Viu então jorrarem do seio da Santíssima Trindade três fachos de luz — simbolizando o poder do Pai, a sabedoria do Filho e a ternura misericordiosa do Espírito Santo — que penetravam no coração de Nossa Senhora, para deste retornar à fonte, isto é, à Trindade Beatíssima.
Essa visão tornava patente como a Mãe de Deus se regozija em seu coração, e como neste há novas expansões da Santíssima Trindade, cada vez que uma alma na Terra recita devotamente a Ave-Maria.

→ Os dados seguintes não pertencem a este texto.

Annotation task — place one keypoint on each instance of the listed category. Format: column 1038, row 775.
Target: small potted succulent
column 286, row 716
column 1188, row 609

Ora, a fortiori, quando um bem-aventurado no Céu elogia Nossa Senhora, há um aumento de comunicação d’Ela com a Santíssima Trindade e vice-versa. Assim como há um acréscimo acidental de gáudio no Paraíso, por onde, na medida em que os Santos se amam, conversam, convivem, intensifica-se o relacionamento de todos com Deus.
Existe, portanto, uma espécie de interação recíproca à qual Deus se associa. É a movimentação do Céu, à maneira de uma imensa, santíssima e inocentíssima política, em que todos se empenham, sem cansaço, para aumentar o próprio gáudio e o dos outros, nadando, por assim dizer, nas gentilezas e na felicidade mútuas.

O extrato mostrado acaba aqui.